Zach Snyder’s Watchmen is an interesting idea for a film, but can never get passed how much information it has to relay to its audience. I’ve never read the graphic novel (which I hear is excellent), but I did see this movie with two people who had. Their insight into how faithful the movie was to the book was very helpful in getting me past all of the details I needed to comprehend in the 155 minutes this movie digressed for.

This stylized reworking of the novel was beautifully done. The scenery, the sound, and the characters were all good fits for a film. It’s not a movie for the squeamish; there is one fight scene where enemies visibly break multiple bones, a jail sequence that was beyond gratuitous, and an unbelievably disturbing sequence involving a comedian. But, this is all adapted from its original idea, which I was able to accept. Snyder is a master of violence, as he showed in 2006’s  300, which makes him seem the right choice for direction. As I say that, there is a serious lack of useful dialogue aside from Rorschach’s (Jackie Earle Haley) play-by-play narrative. 

After doing research prior to seeing this film, it became apparent that this was not a film that was easy to produce. On June 23, 2006, Warner Brothers announced that Snyder would direct this comic book adaptation. On March 6, 2009, Watchmen was released.
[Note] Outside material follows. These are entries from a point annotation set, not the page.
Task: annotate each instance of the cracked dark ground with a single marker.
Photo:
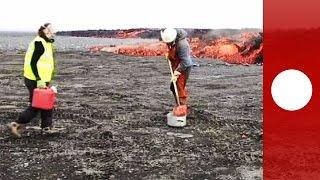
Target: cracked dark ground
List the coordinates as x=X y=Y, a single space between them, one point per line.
x=113 y=108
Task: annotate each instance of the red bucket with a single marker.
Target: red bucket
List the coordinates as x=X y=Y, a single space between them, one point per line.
x=181 y=110
x=44 y=98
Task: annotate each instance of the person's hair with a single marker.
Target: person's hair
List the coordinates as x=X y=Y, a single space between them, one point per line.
x=40 y=31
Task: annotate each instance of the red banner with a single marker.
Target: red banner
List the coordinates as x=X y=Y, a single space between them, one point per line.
x=292 y=41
Directors Terry Gilliam (Brazil, The Brothers Grimm), Paul Greengrass (United 93, Bourne Ultimatum) and Darren Aronofsky (The Wrestler, Requiem For a Dream) have been attached to this film, the graphic novel author Alan Moore has sworn to never see the movie, and the most remarkable statistic, 20th Century Fox bought the rights to the film adaptation in 1986. That’s 23 years ago.
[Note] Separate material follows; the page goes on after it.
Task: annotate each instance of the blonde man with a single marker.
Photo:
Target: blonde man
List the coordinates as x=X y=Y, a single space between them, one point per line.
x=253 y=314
I enjoyed watching this movie as a movie. I haven’t read the graphic novel, and I don’t have any bias against Zach Snyder. It was bloody, sex-filled, vulgar, but expected. A cinematic masterpiece, it was not; it was a fine movie. 

Don’t expect to be enlightened by the desperate attempt to give the plot meaning, because it shouldn’t have meaning. The story is about people who save people, and people who don’t. It’s realism is in the nature that its characters hold. Although, the Watchmen are supposed superheroes, only two of them have actual superpowers. So it seems as if we are supposed to believe them to be brutally violent, but good Samaritans. This is something that you must accept, or else you will not connect with any of the Watchmen. They are all just too grumpy.

Watchmen plays like a disturbing and adult version of Pixar’s The Incredibles, as it’s a story about superheroes that people once counted on, but have since become obsolete. 

I recommend seeing this film, if even just to see how cool the Watchmen really are.